Esta história começa (ou acaba) em Almeria, "rincon" andaluz sobre o Mediterrâneo, espelho do mar, que é o que significa Almeria, terra de paisagens desérticas e praias virgens. Uma história, ou uma reportagem, tem de começar (e acabar) de qualquer forma e esta pode ser assim, quase sem sentido, embora tenha ancorado nuns apontamentos de um caderno de viagem que me sobrou do mês passado.
Quando voltei a procurar Sofia, ela já tinha saído, apressada pela hora do início de um filme do Kusturica que nessa noite passava no Teatro Académico de Gil Vicente. Era ela, ela que é actriz residente da Escola da Noite, quem estava na bilheteira do Teatro da Cerca de S. Bernardo. Ofereceu-me dois bilhetes para o "Tumulto no Teatro" e disse-me ? o que foi ainda melhor ? que estava muito contente de me ver, de novo, em Coimbra.
Convém dizer, neste texto de despedida, que nasci no Porto, a 20 de Dezembro de 1953, e que voltei a nascer em Coimbra, em 1972, travestido de Woyzeck, soldado-cobaia na peça homónima de George Buchner, renascimento reposto em cena nos anos seguintes, a fazer teatro e jornalismo que é quase a mesma coisa ? mise en scene, mise en page, em francês no original.
Quando ainda falava com o João Rita, quando ele aparecia para duas de conversa e três de copos, soube, pelo próprio, que uma ex-amante dele, que nunca conheci, lhe oferecera uma aguarela de uma artista que se tornara anónima quando a assinatura, de tão aguarelada, ficou ilegível. Como este jornal vai ficar, já no próximo mês, mais ilegível do que esta reportagem que começa ou acaba no espelho do mar.
O João pensa que ela lhe ofereceu aquele original por não se lembrar do nome da autora, pintora com quem, em tempos, terá mantido um relacionamento suficiente para justificar a oferta da aguarela.

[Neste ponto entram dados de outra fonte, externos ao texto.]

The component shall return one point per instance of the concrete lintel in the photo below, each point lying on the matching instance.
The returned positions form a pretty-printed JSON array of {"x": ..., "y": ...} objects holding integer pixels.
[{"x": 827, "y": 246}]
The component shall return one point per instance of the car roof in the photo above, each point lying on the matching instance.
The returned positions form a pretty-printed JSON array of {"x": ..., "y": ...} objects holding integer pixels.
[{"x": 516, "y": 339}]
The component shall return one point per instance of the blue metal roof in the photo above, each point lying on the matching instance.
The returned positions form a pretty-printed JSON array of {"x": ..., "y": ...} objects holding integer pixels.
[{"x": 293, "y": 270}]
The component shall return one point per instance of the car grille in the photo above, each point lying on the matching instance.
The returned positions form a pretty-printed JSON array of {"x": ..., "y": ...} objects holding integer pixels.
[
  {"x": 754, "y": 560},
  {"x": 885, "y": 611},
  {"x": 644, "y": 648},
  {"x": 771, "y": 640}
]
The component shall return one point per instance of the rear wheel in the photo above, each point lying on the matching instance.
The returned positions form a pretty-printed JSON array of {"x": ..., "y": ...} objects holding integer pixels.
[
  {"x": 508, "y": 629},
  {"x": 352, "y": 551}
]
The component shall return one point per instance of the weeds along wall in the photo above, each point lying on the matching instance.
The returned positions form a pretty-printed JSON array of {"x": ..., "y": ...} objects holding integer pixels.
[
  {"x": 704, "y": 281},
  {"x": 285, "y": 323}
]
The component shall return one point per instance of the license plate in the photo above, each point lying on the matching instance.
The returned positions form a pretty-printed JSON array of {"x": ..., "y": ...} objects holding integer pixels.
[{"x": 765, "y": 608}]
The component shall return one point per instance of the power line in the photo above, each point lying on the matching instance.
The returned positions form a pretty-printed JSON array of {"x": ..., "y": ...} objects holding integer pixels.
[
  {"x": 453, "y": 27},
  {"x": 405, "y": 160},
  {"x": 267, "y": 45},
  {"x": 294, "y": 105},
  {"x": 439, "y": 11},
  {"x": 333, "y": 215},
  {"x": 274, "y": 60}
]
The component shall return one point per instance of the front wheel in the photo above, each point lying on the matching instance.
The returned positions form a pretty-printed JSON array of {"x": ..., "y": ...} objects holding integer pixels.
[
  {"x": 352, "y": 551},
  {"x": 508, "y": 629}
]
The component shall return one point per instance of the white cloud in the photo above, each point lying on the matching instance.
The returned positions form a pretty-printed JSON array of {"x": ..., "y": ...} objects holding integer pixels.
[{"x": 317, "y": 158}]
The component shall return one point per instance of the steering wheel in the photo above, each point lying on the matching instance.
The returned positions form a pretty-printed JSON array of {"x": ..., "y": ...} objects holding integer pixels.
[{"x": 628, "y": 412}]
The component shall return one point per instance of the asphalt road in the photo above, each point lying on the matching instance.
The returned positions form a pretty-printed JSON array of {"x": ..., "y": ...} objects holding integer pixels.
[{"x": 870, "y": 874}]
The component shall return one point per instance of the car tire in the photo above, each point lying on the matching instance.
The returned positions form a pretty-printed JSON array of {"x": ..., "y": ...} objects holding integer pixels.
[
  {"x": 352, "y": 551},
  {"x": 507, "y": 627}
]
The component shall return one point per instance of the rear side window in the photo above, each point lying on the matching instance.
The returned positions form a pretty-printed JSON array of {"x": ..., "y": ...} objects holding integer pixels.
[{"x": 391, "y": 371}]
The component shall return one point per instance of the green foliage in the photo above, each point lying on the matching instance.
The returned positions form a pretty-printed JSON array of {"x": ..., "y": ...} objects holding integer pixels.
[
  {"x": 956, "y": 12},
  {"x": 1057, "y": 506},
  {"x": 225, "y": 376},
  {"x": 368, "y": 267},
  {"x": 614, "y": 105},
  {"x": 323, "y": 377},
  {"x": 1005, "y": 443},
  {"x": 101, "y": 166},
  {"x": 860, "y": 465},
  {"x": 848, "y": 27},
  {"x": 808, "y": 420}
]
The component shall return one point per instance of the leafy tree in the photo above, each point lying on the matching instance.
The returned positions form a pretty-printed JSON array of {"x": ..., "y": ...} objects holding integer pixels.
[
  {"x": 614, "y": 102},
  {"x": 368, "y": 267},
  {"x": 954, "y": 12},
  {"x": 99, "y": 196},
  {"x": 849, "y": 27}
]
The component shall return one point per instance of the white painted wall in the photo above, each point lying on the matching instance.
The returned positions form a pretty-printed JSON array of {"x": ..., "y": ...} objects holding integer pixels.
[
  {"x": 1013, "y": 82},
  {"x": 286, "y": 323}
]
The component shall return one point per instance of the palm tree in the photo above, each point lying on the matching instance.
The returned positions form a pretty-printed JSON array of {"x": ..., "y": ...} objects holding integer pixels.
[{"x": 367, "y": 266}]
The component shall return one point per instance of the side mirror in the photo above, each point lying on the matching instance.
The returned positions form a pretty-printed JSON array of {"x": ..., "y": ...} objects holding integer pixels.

Disse-me o que acabo de dizer numa noite de confidências e copos, na noite em que, num imenso ataque de generosidade, me ofereceu a aguarela.
Lembro que nessa noite falamos de Giovanni Andreoli, maestro do coro do Teatro Nacional de S. Carlos, que neste ano de 2008, bateu com a porta após várias desconsiderações profissionais como, por exemplo, ser informado do reportório da temporada pelos maquinistas do teatro. Também uma vez, quando eu já tinha, 25 anos de reposições em cena, "agendaram-me" uma reportagem sobre o impacto das bandeirinhas portuguesas de por na lapela dos casacos, para alimentar a febre patriótica do Euro 2004. Isto sem esquecer a condenação ao Purgatório por ter fixado as palavras de Virgínia Moura, no livro biográfico "Uma Mulher de Abril"
Muito se riu o desaparecido João Rita quando viu um Camões, desenhado pelo José Rodrigues, um Camões de dois olhos que bebia uma caneca de vinho tinto com a bandeira nacional por fundo, a servir de ponto de partida, de espelho de mar, a essa história das bandeirinhas de pôr a lapela. Uma reportagem muito menos perturbante do que esta que escrevo como último recorte de um condenado. Agora sim, com este ponto final, é que fiquei sem abrigo para certos textos e pretextos. Quando o José Paulo Serralheiro, a quem saúdo como um dos grandes directores de jornais com quem trabalhei, anunciou este ponto final.
Foi também quando, no mês passado, regressado de Coimbra, surpreendido pela actualidade de "O Doido e a Morte", de Raul Brandão, e pela inesperada operacionalidade do Teatro da Cerca de S. Bernardo, sobreveio uma vontade enorme de escrever sobre tudo o que tenho mantido em silêncio, e foi quando, talvez por ter estado à conversa com o António Augusto Barros, fui desenterrar uma foto que, em 1982, comprei em Sitges para ilustrar uma conversa que eu, o António Augusto Barros, o João José Figueira e um jornalista catalão desenvolvemos com Alfonso Sastre. Conversa, entrevista, história, que nunca publiquei e que não posso publicar pois de todos sei que sou o único morto, tão morto que já aqui deixei, no ano transacto, as memórias da minha morte
Não tenho palavras mas tenho a fotografia do grupo, fotografia que gostaria de ver publicada nesta última reportagem, nesta última história. Assim como se fosse uma foto convidada. Ou uma prenda, a propósito de o "El lugar del crimen: Unheimliche", narrativa de Alfonso Sastre, editada no ano de 1982. Das Unheimliche, no alemão que Freud escrevia em 1919. "El Sinistro", na tradução espanhola, "L'Inquiétante Etrangeté", na edição francesa, ou aquilo que é, estranhamente familiar.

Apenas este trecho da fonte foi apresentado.